ATTICUS WYNN’S GAZE locked on the distorted twin-reflections of himself in Detective Meadows’s sunglasses as he prepared to spur himself toward an action that had, for countless people, led to immediate and violent death.

  The two men stood in Atticus’s driveway, facing one another a body length apart. Bloated clouds riddled with darkness, threatening to add to San Diego’s record summer rainfall, bunched and rolled across the noon sky as though something large and better unseen moved restlessly inside them. The moisture and heat conspired to transform the air into the breath of a beast.

  Detective Meadows stood spread-legged in a pair of khakis, his palms upturned, fingers hooked. His gray golf shirt bulged across his waist, but his arms and shoulders were humped with muscle. His smile was as unnatural as his gel-spiked hair. “Are you going to help us out or not?” he said. “We’re just looking for some professional courtesy here.”

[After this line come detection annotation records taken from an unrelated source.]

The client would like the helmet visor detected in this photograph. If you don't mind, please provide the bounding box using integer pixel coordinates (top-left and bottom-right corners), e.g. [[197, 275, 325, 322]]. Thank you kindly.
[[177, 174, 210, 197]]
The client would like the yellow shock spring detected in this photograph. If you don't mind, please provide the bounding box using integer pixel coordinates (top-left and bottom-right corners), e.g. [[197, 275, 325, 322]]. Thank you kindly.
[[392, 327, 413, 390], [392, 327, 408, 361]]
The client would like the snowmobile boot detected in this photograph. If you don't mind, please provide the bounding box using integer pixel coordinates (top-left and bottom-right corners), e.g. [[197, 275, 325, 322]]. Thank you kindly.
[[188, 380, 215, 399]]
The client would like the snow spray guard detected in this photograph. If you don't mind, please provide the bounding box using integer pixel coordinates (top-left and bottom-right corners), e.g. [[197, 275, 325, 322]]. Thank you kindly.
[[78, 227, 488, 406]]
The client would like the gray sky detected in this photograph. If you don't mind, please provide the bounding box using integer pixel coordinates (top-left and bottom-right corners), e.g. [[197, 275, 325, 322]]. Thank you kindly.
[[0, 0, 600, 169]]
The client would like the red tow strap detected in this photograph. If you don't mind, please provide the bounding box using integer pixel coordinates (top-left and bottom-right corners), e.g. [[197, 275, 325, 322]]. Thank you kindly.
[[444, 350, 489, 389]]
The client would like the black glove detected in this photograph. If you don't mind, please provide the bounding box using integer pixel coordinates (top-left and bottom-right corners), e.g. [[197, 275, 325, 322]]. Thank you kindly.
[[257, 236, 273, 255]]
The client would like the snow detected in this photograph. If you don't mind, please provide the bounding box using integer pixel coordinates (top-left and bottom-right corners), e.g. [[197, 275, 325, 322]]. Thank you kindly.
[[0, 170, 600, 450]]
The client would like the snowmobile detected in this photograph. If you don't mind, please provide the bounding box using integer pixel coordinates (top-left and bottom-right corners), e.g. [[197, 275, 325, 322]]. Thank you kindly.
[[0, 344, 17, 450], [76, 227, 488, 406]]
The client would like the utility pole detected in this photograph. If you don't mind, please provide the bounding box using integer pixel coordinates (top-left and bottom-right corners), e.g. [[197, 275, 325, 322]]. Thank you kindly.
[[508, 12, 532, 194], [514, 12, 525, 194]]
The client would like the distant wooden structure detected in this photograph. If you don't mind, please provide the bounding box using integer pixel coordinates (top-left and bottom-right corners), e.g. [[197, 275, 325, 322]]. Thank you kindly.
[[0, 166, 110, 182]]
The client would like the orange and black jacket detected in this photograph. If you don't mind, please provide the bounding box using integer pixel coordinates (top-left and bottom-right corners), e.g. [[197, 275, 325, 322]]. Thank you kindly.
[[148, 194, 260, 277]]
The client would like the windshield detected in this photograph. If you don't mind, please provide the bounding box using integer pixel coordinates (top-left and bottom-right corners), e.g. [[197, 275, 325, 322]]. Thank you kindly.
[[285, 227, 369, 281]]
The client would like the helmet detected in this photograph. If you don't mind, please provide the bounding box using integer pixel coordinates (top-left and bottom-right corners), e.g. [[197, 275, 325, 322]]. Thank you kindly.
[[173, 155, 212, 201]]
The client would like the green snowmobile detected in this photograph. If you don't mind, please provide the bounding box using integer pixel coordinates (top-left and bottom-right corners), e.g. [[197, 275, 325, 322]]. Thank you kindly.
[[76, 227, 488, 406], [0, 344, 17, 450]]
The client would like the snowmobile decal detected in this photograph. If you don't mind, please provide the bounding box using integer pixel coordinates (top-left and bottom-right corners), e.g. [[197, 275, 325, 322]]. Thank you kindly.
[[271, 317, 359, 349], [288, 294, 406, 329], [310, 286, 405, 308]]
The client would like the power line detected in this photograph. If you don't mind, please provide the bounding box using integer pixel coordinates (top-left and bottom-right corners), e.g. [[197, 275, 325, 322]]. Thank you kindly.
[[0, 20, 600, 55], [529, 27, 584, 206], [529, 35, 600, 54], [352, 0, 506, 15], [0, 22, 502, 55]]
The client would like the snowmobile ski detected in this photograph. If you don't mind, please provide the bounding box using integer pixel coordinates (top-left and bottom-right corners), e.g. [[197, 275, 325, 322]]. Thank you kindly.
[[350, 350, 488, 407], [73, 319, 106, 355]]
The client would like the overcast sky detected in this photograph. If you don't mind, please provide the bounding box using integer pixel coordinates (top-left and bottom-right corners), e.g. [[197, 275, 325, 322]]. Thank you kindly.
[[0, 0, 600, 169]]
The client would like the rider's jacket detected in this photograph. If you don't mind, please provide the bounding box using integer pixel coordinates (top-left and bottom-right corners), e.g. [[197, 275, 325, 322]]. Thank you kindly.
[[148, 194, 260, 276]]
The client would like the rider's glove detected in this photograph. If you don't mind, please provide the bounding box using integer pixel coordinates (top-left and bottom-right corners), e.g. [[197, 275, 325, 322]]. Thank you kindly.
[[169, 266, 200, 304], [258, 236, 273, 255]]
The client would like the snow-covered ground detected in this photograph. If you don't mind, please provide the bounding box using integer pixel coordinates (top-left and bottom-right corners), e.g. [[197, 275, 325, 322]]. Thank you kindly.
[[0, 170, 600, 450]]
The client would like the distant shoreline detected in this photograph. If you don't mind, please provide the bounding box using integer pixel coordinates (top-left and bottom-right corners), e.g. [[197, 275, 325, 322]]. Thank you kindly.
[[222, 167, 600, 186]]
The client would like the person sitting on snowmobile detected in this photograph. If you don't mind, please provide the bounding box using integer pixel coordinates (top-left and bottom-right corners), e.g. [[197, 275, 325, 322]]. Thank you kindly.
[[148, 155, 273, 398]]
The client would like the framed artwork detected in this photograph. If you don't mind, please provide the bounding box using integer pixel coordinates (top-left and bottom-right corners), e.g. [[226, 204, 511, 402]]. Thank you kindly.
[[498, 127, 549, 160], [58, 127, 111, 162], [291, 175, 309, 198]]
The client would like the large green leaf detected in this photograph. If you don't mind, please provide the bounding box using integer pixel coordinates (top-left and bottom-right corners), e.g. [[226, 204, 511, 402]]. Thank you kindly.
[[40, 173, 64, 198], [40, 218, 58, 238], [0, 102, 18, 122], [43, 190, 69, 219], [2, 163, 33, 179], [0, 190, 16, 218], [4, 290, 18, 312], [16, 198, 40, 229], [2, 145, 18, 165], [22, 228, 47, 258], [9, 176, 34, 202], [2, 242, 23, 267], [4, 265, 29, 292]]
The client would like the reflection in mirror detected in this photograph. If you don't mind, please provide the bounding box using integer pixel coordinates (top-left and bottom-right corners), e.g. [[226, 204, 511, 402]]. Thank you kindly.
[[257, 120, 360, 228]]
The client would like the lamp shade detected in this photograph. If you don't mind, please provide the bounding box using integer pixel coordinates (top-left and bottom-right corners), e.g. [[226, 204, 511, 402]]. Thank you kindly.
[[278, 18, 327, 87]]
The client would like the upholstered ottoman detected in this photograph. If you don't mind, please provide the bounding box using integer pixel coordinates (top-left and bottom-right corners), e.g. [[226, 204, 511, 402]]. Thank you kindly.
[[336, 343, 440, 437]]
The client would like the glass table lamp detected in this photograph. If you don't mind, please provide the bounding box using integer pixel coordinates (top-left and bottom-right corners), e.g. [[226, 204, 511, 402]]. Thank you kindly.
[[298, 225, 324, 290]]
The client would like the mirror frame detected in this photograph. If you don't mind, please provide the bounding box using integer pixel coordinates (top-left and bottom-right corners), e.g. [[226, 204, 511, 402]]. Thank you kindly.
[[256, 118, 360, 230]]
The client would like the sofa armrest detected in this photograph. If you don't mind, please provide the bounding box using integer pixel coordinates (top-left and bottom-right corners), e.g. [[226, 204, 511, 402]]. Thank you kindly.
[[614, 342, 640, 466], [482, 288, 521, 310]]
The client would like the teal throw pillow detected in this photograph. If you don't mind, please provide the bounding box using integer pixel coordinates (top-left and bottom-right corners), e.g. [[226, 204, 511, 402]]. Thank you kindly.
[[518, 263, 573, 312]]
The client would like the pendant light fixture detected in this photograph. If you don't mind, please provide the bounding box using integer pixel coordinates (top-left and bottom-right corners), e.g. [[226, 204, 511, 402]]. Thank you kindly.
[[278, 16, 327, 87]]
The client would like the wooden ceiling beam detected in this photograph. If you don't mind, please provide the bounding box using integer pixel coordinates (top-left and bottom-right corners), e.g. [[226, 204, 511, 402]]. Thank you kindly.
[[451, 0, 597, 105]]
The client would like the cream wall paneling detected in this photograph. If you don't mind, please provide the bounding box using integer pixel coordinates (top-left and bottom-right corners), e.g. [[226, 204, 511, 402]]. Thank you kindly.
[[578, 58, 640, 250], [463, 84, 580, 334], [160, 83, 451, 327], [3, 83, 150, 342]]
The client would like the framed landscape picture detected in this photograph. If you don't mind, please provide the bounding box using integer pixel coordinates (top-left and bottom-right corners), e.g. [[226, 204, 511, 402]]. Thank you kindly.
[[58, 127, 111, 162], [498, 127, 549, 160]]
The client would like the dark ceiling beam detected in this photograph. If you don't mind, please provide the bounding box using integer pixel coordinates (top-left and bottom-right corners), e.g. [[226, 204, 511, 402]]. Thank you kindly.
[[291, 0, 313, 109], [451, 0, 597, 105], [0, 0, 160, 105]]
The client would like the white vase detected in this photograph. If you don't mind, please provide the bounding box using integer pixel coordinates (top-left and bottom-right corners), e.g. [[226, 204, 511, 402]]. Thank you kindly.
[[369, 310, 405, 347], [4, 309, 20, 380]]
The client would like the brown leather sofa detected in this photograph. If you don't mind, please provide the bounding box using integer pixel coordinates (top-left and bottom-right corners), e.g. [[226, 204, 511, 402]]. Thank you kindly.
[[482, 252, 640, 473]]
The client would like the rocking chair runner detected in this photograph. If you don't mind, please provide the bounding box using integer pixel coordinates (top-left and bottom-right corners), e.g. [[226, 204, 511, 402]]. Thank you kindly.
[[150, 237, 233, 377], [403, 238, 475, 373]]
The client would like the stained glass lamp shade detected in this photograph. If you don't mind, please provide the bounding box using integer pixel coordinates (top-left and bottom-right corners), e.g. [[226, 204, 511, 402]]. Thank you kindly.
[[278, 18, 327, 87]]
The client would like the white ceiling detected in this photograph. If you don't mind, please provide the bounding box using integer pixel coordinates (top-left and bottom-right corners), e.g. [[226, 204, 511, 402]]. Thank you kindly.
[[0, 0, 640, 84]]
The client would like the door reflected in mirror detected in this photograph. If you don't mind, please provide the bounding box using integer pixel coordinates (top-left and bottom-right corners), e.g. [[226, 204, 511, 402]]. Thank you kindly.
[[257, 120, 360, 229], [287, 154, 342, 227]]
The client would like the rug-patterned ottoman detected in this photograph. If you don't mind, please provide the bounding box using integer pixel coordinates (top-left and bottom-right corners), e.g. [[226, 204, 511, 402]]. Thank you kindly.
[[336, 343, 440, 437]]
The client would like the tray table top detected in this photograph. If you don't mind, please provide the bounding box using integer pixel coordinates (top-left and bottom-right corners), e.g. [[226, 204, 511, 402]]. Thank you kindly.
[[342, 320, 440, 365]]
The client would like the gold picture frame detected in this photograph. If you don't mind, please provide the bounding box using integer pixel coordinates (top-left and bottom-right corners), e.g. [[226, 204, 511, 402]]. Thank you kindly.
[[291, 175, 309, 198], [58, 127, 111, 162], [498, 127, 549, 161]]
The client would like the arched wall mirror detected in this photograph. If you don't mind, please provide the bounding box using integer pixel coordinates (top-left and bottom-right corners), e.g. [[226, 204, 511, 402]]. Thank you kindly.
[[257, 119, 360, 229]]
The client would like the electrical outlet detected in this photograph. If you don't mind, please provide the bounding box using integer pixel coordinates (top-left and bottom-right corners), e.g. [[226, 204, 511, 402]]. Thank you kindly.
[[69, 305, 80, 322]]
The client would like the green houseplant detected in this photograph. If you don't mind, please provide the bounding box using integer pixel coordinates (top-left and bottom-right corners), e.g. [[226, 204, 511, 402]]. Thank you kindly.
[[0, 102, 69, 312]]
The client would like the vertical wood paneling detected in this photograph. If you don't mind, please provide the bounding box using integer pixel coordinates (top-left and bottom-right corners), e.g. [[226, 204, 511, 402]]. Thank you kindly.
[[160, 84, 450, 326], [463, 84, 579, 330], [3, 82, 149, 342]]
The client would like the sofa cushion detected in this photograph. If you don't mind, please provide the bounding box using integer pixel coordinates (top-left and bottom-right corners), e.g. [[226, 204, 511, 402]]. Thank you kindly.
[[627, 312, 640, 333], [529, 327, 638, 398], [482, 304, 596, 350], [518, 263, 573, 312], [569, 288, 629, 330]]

  Atticus, back to the wall of his Spanish-style stucco home, hands jammed beneath his armpits with the thumbs skyward, narrowed his eyes. Professional courtesy? That meant Meadows knew Atticus was a private investigator. The subtext was also clear—tell us what you know or lose your license. What had Claire gotten him into? No way to know but to go with Meadows. Before he did, however, there was one ploy he could try. It was risky, perhaps fatal. Like every other African-American man, Atticus’s elders had jack-hammered into him the need to never surprise a cop, and he never had, until now.

  Atticus lunged into Detective Meadows’s personal space; his face wrangled into a grin. His hand darted up to clutch and squeeze the tall man’s shoulder as he said, “I’d be glad to help.”

  The detective flinched, shoulder flexing under Atticus’s palm, fair-skinned cheeks roaring with redness. Atticus stepped back, hands dangling at his sides. He gauged Meadows’s reaction, expecting threats, a tirade, a freckled fist crashing into his jaw—anything but a conciliatory nod and a thin-lipped grin like a slit in an overripe peach.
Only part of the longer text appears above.